Daphne had overcome so much to get to this point. Eight years ago, at the age of fourteen, she’d been diagnosed with acute myeloid leukaemia. She’d subsequently spent more time in hospital than out of it. She’d had blood transfusions and battled infections. She’d undergone rounds of chemotherapy and radiotherapy and suffered all the grim side effects that went with that. The initial prognosis had not been good, but despite this she’d never lost her optimism. She’d smiled her way through the most gruelling of times.
And so even though she’d eventually beaten the odds and been in remission for three years now, the outlook as positive as it could be, and even though he’d never understand the attraction of romantic love with all the hideous emotion and chaos that seemed to inevitably come with it, Leo would allow absolutely nothing to overshadow a day no one had ever thought they’d see.
‘Leave it with me.’
CHAPTER ONE
BENEATHTHESPARKLINGsurface of the gorgeously cool water, Willow Jacobs reached the end of the granite-lined pool, executed a lazy tumble turn and emerged with barely a splash to set off on another leisurely length of crawl.
The water slipped over her body like liquid pain relief. The heat of the Greek early summer sun warmed her skin like a balm. With every stroke, the tension in her hands that spread up her arms and into her shoulders and back while she worked eased. With every kick, the twinges and aches that came from sitting in one position for too long dispersed like watercolours in the rain.
She’d been working on and off for nearly a month now, with only one five-day break, which hadn’t been much of a break, but she didn’t resent the ten-hour days in the slightest. How could she when she was producing the best painting of her life? From the moment she’d put pastel to paper, the lines had come swiftly and the form had taken shape organically, as if her hands and fingers required no conscious input on her part at all.
Willow knew the rare and precious alchemy didn’t stem from her environment, luxurious and comfortable though it was. Nor was it attributable to a sudden surge of talent because she already had that in abundance. It came entirely from her subject, who was as charmingly fascinating as she was utterly self-centred.
Not only was the raven-haired, sloe-eyed Selene Stanhope exquisitely beautiful and in possession of a spectacular body that belied her age and the six children she’d borne, she was also a Greek socialite who’d lived an adventurous, glitzy life.
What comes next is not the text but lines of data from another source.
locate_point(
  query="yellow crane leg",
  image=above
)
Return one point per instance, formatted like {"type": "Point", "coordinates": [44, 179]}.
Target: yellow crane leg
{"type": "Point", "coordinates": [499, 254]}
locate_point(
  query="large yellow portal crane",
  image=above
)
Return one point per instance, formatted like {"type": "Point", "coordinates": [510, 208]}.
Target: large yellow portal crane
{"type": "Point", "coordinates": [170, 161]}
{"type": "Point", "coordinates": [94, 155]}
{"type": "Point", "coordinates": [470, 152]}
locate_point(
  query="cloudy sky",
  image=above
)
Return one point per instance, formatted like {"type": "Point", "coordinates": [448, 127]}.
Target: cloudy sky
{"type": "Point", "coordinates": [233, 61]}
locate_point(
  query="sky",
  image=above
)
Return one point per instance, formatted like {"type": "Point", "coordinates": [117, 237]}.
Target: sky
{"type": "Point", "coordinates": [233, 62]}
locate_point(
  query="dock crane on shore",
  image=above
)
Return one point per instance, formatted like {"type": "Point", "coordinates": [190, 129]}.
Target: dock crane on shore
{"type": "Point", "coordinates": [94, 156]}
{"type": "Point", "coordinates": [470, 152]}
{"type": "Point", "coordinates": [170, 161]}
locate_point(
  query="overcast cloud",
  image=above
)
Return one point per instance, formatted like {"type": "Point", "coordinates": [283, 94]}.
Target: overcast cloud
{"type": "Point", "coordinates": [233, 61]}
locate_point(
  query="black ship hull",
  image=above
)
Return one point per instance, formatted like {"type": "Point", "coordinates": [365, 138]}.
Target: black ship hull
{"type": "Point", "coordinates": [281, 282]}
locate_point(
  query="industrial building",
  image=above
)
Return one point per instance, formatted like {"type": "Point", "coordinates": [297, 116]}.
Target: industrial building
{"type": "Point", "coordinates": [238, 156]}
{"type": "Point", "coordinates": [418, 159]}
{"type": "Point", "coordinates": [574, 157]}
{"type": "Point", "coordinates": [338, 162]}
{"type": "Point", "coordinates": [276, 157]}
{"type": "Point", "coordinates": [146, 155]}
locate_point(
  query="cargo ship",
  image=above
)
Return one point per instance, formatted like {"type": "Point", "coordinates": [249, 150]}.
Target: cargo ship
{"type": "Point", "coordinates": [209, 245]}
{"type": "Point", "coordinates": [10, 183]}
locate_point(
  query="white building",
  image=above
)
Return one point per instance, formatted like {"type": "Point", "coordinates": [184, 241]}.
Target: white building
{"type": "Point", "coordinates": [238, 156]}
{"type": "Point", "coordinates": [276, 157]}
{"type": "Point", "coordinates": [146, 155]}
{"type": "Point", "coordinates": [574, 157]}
When she wasn’t grumbling about her eldest son, about how disappointingly staid and repressed he was, about how it was his sole mission in life to pop up and spoil her fun, she liked to reminisce. At length. The stories she regaled made her sparkle and glow, and it was this inner radiance that gave the portrait such unique luminescence and vibrancy.
In that respect, it was a shame the it was nearly finished, Willow reflected as she bumped up against the wall and turned again. She could sit and listen to Selene’s exploits for ever. Parties that culminated in literal swinging from the chandeliers. Holidays on private Caribbean islands in the company of glamorous celebrities. The clothes, the extravagance, the men...
The tales were enviably bold, colourful and passionate. Bittersweet, too, since they brought back memories of Willow’s own mother, who’d died a decade ago and had been the polar opposite. And while she could see they might prove a challenge to an apparently stiff upper-lipped and emotionally barren son, they offered a tantalising glimpse into an exotic aristocratic world that a solidly middle-class, permanently broke Willow would never inhabit.